20 Replies to “An Unexpected Lift”

  1. Sounds like it was an excellent day out. As for the hovercraft, my house overlooks the old hoverport here in Dover. There was one turned up here last year, but it was raining and you could barely see it.


    1. That’s always the way, I imagine Dover used to be rife with them…I am working on the theory that it was the Jackie Chan film that ruined it for the hovercraft.


  2. I love your people’s commitment to odd museums. When Mad Martha visited your country, she was lucky enough to visit the Cumberland Pencil Museum, home to the WORLD’S BIGGEST PENCIL!! (Which, disappointingly, is not actually a real pencil). But other than that, it was a highlight of the 6 week jaunt. I suspect that hovercrafts have dropped off the radar because after Javckie Chan’s outing with it in said film, perhaps people thought it had reached the limits of its applicability to amusing tricks.


    1. There is a hat factory in Stockport also, I never went to that but there wasa huge industrial chimney with ‘HAT FACTORY’ written on it. A museum so good it needs no other name…apparently they had so many hats they were selling them for they lacked room, they should have built up and added their own ‘hat’ to the building. I shall have to seek this fake pencil out so I can lampoon it on this ‘ere blog. Jackie Chan is a lunatic, you have to admire him for volunterring to do crazy things and refusing any sort of safety equipment. Perhaps they could have late night TV hover races with ramps all over the track, that’s get me tuning in.


      1. And a hat factory is a bit exciting too. I applaud their commitment to non-imaginative naming. I can’t really imagine the process of factory constructed millinery, but I’m interested to learn. The pencil museum is definitely worth the trip. Definitely.


  3. Niiice.
    And – time with friends is always great!
    and something different that doesn’t cost a penny sounds like my kind of deal.


    1. There was a bacon cob involved before we left for the place as well so it was even better! A perfect day out only enhanced with talk about tasting money…yes we are that kind of people.


  4. I love old trains. We have an old steam train that runs from Sydney to Katoomba in the Blue Mountains in the summer. I hear it blowing its whistle as it’s going past (the railway line runs along the next street over). Unfortunately, it’s too darn expensive for mere mortals to afford. It’s only for the likes of those on “upper management wages.” Yet they advertise it as a “affordable family day out.” Mum, Dad and three kids under the age of 16 would pay $640. For some people that’s almost a week’s wages. But, old aged pensioners are lucky, they can take three grandchildren for a nice day out for a mere $600.


    1. I just had a quick search of today’s exchange rates and that comes to £340 for a day out that is something pretty epic. I would expect a weekend for that at least. In fact spending fours in Amsterdam including the flight and spending money was pretty much that. It does make you wonder which intelligent person comes up with the pricing policy.

      I do love the whistle though, when the train did it, Nat elicited a small cheer which made me laugh as that is the traditional thing to do.

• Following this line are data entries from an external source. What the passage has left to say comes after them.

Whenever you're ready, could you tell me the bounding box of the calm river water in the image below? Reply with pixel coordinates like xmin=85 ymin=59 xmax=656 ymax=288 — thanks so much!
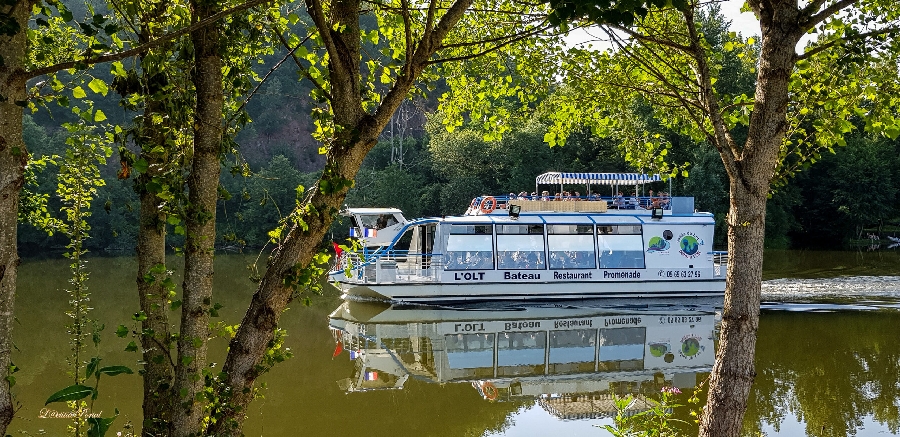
xmin=11 ymin=248 xmax=900 ymax=436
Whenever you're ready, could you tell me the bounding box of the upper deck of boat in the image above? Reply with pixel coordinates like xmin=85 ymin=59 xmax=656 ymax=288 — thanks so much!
xmin=444 ymin=195 xmax=714 ymax=226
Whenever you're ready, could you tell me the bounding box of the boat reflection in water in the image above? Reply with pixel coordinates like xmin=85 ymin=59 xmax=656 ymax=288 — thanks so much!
xmin=328 ymin=296 xmax=719 ymax=420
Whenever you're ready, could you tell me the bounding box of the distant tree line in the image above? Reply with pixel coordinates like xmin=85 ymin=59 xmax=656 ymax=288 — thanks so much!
xmin=19 ymin=105 xmax=900 ymax=254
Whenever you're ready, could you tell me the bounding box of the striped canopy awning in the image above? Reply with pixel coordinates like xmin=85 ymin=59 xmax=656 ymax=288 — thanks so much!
xmin=535 ymin=172 xmax=662 ymax=186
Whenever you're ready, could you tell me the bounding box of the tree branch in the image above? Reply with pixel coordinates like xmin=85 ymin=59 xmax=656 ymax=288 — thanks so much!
xmin=428 ymin=24 xmax=551 ymax=64
xmin=440 ymin=22 xmax=552 ymax=49
xmin=228 ymin=32 xmax=312 ymax=125
xmin=373 ymin=0 xmax=473 ymax=127
xmin=682 ymin=7 xmax=740 ymax=174
xmin=608 ymin=29 xmax=704 ymax=112
xmin=801 ymin=0 xmax=859 ymax=33
xmin=25 ymin=0 xmax=276 ymax=80
xmin=272 ymin=27 xmax=332 ymax=101
xmin=612 ymin=23 xmax=693 ymax=53
xmin=795 ymin=26 xmax=900 ymax=61
xmin=304 ymin=0 xmax=339 ymax=63
xmin=401 ymin=0 xmax=415 ymax=78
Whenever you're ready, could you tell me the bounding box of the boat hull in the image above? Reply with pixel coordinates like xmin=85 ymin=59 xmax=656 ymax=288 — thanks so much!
xmin=332 ymin=277 xmax=725 ymax=303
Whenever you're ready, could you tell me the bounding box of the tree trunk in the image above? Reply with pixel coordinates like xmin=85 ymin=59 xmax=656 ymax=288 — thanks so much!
xmin=699 ymin=2 xmax=802 ymax=435
xmin=205 ymin=0 xmax=473 ymax=433
xmin=0 ymin=2 xmax=33 ymax=434
xmin=171 ymin=0 xmax=224 ymax=434
xmin=136 ymin=100 xmax=175 ymax=435
xmin=699 ymin=180 xmax=766 ymax=436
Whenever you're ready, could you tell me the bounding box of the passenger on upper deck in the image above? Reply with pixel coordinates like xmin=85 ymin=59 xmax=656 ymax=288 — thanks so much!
xmin=629 ymin=193 xmax=640 ymax=209
xmin=614 ymin=192 xmax=624 ymax=209
xmin=647 ymin=190 xmax=661 ymax=209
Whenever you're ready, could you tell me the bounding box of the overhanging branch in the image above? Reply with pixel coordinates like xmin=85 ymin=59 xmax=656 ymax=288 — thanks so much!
xmin=795 ymin=26 xmax=900 ymax=61
xmin=25 ymin=0 xmax=277 ymax=80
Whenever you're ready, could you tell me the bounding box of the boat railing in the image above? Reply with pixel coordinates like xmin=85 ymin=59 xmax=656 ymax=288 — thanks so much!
xmin=709 ymin=251 xmax=728 ymax=277
xmin=465 ymin=195 xmax=677 ymax=215
xmin=334 ymin=249 xmax=444 ymax=284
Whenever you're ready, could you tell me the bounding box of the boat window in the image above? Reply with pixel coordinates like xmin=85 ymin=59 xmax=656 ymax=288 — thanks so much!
xmin=596 ymin=225 xmax=644 ymax=269
xmin=445 ymin=333 xmax=495 ymax=379
xmin=548 ymin=225 xmax=594 ymax=235
xmin=497 ymin=224 xmax=546 ymax=270
xmin=356 ymin=214 xmax=399 ymax=230
xmin=498 ymin=331 xmax=546 ymax=377
xmin=598 ymin=327 xmax=645 ymax=371
xmin=450 ymin=225 xmax=492 ymax=234
xmin=549 ymin=329 xmax=597 ymax=375
xmin=496 ymin=224 xmax=544 ymax=235
xmin=548 ymin=225 xmax=596 ymax=269
xmin=445 ymin=225 xmax=494 ymax=270
xmin=598 ymin=225 xmax=642 ymax=235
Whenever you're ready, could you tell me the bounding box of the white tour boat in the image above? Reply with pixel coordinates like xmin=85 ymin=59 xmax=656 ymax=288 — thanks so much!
xmin=330 ymin=172 xmax=727 ymax=303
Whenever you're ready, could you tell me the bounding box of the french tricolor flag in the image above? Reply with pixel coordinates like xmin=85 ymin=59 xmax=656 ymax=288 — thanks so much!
xmin=350 ymin=228 xmax=377 ymax=238
xmin=349 ymin=350 xmax=361 ymax=360
xmin=364 ymin=371 xmax=378 ymax=381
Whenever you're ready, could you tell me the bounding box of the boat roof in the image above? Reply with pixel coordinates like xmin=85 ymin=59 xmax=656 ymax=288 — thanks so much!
xmin=343 ymin=208 xmax=404 ymax=215
xmin=536 ymin=172 xmax=662 ymax=186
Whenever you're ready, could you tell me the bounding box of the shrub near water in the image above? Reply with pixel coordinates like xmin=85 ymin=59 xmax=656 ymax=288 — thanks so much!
xmin=602 ymin=383 xmax=706 ymax=437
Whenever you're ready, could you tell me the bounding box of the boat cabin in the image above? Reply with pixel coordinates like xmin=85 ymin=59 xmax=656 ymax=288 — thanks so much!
xmin=342 ymin=207 xmax=408 ymax=247
xmin=331 ymin=172 xmax=726 ymax=302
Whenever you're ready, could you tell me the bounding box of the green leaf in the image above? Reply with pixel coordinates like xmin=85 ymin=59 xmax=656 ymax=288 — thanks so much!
xmin=132 ymin=312 xmax=147 ymax=322
xmin=170 ymin=300 xmax=182 ymax=310
xmin=94 ymin=109 xmax=107 ymax=122
xmin=288 ymin=12 xmax=300 ymax=24
xmin=86 ymin=357 xmax=101 ymax=378
xmin=88 ymin=78 xmax=109 ymax=96
xmin=115 ymin=324 xmax=128 ymax=338
xmin=45 ymin=384 xmax=94 ymax=404
xmin=97 ymin=365 xmax=133 ymax=376
xmin=87 ymin=409 xmax=118 ymax=437
xmin=124 ymin=341 xmax=138 ymax=352
xmin=133 ymin=158 xmax=149 ymax=173
xmin=110 ymin=61 xmax=126 ymax=77
xmin=72 ymin=86 xmax=86 ymax=99
xmin=145 ymin=181 xmax=162 ymax=193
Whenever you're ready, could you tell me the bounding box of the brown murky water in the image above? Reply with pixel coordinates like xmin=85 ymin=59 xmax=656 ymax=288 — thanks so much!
xmin=12 ymin=249 xmax=900 ymax=436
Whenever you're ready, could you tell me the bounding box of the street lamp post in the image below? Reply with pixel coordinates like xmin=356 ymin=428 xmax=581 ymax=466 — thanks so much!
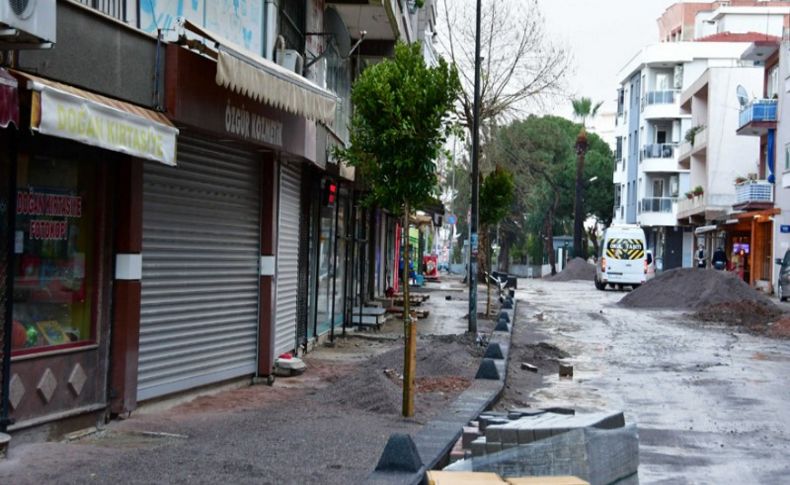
xmin=468 ymin=0 xmax=482 ymax=333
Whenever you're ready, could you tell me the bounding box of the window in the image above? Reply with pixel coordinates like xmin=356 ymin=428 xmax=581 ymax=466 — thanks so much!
xmin=655 ymin=73 xmax=670 ymax=91
xmin=280 ymin=0 xmax=307 ymax=53
xmin=11 ymin=157 xmax=98 ymax=354
xmin=653 ymin=179 xmax=664 ymax=198
xmin=615 ymin=136 xmax=623 ymax=162
xmin=656 ymin=130 xmax=667 ymax=144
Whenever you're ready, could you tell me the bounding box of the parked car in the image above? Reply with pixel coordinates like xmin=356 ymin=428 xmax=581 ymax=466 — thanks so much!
xmin=775 ymin=250 xmax=790 ymax=301
xmin=595 ymin=224 xmax=648 ymax=291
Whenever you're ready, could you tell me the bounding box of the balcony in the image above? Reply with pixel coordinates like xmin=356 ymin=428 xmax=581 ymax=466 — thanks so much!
xmin=639 ymin=197 xmax=677 ymax=213
xmin=643 ymin=90 xmax=679 ymax=105
xmin=329 ymin=0 xmax=407 ymax=42
xmin=638 ymin=197 xmax=678 ymax=226
xmin=677 ymin=192 xmax=734 ymax=221
xmin=733 ymin=180 xmax=774 ymax=210
xmin=642 ymin=90 xmax=681 ymax=120
xmin=640 ymin=143 xmax=676 ymax=161
xmin=737 ymin=99 xmax=777 ymax=136
xmin=678 ymin=127 xmax=708 ymax=167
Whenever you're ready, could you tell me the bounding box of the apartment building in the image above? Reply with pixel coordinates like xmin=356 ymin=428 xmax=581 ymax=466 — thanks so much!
xmin=613 ymin=41 xmax=758 ymax=269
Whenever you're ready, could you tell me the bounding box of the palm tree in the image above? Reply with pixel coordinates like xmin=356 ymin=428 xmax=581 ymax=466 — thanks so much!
xmin=571 ymin=97 xmax=602 ymax=260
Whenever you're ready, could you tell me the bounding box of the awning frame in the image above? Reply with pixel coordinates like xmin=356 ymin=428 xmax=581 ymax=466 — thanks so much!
xmin=181 ymin=20 xmax=338 ymax=126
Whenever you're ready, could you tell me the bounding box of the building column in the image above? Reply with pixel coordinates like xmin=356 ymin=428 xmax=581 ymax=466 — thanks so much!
xmin=110 ymin=158 xmax=143 ymax=414
xmin=258 ymin=153 xmax=277 ymax=376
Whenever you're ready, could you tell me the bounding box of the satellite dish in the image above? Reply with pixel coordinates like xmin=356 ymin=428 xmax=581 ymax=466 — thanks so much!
xmin=324 ymin=7 xmax=351 ymax=58
xmin=736 ymin=85 xmax=749 ymax=107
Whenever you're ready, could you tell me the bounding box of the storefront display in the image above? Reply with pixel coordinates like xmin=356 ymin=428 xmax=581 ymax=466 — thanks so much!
xmin=12 ymin=156 xmax=96 ymax=354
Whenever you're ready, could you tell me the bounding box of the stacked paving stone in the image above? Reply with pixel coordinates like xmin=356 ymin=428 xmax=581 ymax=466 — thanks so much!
xmin=464 ymin=410 xmax=626 ymax=458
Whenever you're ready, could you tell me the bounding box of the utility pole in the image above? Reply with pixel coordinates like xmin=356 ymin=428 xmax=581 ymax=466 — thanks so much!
xmin=468 ymin=0 xmax=482 ymax=334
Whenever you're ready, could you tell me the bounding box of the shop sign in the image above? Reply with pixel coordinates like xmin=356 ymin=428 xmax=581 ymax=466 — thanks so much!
xmin=16 ymin=190 xmax=83 ymax=241
xmin=225 ymin=99 xmax=283 ymax=147
xmin=35 ymin=87 xmax=178 ymax=166
xmin=781 ymin=225 xmax=790 ymax=234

There is a certain thing about old trains, they just so much better and more awesome…looking at the sate of the railways in this country it saddens me, the decline is disgusting.


  5. Just sublime reading. I now forgive you for all our text messaging confusion over the weekend!


    1. It is only ever one place when you can never reach me…unless I was actually sat under your window giggling away at my entirely fictitious rouse all weekend, which I could see me doing in all fairness.


    1. I like a bit of variation and it opens up more books for me to read in the long run which is always a pleasant side effect of any fun outings.


    1. I like to be randomly surprised in the English countryside and I do have an affinity with classic trains, it’s the romance of it all. It makes a change for me to get out and do things as well so all to the good, next stop a hat museum…or maybe not.


        1. I really should go, that could be a whole blog post in itself…perhaps a humourous vlog post or something, of which I need to do something vloggy soon.